A brief point on double standards…
Whilst trawling the internet for the topic for a blog I came across a fascinating POC attack for a method in which a user could payload Microsoft excel/word documents without the use of a macro. This exploited an inbuilt MS office suite utility in order to run commands on an end-user machine.
And right before I began writing this article I thought I’d check BBC News technology subsection to see if there were any competing articles…
Fascinating I thought – I’ll have a look into this. Usually the diatribe of BBC News claims to have irrefutable proof that (INSERT DISLIKED NATION STATE HERE) had hacked (INSERT ANYTHING HERE).
n/b - Beyond the fact that it is virtually impossible to determine the actor of most attacks on the internet, I wondered how the Israeli spies had managed to ascertain the guilt of Russian agents.

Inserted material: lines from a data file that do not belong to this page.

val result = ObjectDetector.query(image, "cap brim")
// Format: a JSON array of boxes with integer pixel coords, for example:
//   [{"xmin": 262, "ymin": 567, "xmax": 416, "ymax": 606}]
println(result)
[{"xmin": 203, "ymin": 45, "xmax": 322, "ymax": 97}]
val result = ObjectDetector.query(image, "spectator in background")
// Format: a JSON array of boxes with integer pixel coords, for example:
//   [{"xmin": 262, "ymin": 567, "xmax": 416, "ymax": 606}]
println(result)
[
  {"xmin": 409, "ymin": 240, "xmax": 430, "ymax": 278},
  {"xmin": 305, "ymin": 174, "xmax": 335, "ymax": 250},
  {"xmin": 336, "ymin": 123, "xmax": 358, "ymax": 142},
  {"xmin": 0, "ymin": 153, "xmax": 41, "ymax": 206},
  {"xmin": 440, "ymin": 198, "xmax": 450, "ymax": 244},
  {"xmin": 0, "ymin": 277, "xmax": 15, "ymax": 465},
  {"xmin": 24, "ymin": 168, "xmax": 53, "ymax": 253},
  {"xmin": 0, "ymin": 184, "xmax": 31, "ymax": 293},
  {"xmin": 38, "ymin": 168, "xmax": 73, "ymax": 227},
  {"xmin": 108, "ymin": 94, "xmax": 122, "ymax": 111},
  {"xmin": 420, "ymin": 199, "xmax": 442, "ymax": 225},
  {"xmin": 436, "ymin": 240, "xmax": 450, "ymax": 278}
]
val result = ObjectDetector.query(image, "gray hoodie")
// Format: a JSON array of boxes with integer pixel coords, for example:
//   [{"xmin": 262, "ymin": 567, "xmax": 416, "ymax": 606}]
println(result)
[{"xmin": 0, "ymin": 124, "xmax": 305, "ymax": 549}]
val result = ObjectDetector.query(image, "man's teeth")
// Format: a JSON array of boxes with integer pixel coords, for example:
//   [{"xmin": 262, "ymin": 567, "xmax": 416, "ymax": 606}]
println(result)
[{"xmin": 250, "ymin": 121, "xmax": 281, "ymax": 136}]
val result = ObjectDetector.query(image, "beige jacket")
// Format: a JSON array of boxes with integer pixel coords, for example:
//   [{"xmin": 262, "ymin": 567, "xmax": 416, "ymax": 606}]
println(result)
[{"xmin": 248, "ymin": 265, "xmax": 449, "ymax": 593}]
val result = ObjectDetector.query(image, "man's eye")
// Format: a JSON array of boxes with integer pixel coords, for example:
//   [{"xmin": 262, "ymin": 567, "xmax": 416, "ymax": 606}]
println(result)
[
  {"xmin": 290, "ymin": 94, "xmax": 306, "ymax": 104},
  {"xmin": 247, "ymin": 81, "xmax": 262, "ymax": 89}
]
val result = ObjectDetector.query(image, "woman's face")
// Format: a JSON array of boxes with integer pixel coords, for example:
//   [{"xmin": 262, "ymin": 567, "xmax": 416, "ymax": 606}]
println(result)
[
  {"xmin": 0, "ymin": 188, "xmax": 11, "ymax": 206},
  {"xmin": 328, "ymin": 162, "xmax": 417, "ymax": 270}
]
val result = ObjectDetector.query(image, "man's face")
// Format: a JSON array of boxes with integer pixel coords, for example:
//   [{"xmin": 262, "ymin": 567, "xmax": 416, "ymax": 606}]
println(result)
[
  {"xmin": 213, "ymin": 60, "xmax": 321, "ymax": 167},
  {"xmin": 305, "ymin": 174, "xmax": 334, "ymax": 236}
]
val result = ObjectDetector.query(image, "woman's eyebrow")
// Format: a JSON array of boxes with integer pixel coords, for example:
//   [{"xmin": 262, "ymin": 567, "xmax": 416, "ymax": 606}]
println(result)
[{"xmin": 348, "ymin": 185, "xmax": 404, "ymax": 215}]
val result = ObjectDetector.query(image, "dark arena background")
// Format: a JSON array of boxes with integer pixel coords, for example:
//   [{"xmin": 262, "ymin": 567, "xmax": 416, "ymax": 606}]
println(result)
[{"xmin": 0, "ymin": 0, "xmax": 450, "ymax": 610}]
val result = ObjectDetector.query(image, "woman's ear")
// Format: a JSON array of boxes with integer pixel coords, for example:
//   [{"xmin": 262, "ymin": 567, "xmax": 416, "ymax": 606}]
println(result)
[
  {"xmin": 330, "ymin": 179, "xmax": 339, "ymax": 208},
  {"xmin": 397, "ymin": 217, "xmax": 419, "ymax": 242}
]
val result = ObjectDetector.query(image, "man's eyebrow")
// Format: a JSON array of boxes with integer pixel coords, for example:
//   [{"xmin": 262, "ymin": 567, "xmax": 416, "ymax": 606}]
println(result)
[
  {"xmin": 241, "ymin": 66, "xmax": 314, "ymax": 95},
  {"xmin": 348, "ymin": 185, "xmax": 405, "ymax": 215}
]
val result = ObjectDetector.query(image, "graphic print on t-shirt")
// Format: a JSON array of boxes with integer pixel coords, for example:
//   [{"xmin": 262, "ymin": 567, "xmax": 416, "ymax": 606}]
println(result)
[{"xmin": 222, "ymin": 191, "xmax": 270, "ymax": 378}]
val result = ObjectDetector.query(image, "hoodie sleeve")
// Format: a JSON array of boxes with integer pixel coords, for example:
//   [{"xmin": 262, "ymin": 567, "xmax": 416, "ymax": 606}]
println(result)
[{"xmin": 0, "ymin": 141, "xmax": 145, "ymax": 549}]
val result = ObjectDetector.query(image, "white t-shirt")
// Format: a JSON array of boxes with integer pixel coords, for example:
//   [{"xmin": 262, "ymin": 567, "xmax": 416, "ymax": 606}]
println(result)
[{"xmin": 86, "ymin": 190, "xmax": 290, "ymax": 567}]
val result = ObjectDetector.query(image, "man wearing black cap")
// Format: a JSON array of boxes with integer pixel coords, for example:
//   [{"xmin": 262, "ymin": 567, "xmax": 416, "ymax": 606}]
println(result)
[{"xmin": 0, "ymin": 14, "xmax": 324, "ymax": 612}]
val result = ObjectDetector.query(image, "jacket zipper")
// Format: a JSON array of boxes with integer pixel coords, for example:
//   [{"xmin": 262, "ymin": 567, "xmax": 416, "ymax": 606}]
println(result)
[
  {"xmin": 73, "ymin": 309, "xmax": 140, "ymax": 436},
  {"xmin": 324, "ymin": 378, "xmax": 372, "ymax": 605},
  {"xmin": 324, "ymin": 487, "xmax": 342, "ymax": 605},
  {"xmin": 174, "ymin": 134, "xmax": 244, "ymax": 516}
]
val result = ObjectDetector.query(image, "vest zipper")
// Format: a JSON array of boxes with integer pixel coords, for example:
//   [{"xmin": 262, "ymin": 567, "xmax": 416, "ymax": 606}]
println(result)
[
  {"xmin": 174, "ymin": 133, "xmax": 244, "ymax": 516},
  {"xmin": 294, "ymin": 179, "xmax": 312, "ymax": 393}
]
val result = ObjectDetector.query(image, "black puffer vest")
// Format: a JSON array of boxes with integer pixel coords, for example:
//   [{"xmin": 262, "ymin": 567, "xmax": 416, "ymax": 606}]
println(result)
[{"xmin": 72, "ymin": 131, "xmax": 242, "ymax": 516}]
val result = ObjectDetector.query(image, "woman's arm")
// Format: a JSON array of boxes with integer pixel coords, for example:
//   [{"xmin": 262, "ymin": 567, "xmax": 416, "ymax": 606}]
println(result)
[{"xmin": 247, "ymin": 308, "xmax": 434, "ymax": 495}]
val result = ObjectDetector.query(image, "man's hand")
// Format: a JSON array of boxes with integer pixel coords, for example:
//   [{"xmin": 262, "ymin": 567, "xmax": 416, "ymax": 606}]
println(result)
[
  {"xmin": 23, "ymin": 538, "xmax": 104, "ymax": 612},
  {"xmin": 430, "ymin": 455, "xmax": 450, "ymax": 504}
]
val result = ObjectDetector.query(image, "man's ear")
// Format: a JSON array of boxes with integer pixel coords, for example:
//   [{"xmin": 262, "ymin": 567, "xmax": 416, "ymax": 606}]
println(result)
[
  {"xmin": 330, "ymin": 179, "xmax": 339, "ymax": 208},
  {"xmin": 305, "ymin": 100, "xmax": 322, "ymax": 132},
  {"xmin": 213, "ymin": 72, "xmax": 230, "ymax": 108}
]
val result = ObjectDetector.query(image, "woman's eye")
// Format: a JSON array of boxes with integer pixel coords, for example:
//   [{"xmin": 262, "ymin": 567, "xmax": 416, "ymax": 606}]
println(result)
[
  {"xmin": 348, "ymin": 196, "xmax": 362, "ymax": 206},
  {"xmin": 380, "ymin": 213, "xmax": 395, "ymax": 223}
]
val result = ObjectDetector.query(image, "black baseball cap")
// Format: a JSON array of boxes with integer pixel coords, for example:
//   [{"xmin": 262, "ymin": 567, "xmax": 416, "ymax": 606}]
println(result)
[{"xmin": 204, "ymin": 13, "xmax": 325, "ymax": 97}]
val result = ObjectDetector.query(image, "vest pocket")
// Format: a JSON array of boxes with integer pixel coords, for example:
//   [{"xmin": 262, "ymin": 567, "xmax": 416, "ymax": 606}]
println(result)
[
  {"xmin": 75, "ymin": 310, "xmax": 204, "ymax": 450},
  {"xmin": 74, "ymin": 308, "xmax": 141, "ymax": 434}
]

An excerpt from the article1 itself:
“Israeli spies looked on as Russian hackers breached Kaspersky cyber-security software two years ago, US media report.
The Russians were allegedly attempting to gather data on US intelligence programs, according to the New York Times and Washington Post.
Israeli agents made the discovery after breaching the software themselves.
This poses very interesting questions as to our moral compass (yet again) – is it okay for an Israeli company to breach Kaspersky and make allegations about supposed Russian actors (who may or may not have hacked Kaspersky).
Should we not castigate all hacking of private companies for private or national gain?
Why is it only Russia which seems to be blamed for these things?
Why is the article not ‘Israeli & Russian spies breach Kaspersky software’
I guess the article should actually be ‘We suspect Israeli & Russian spies breached Kaspersky software (but we have no evidence)’
Or even no article at all... preferably.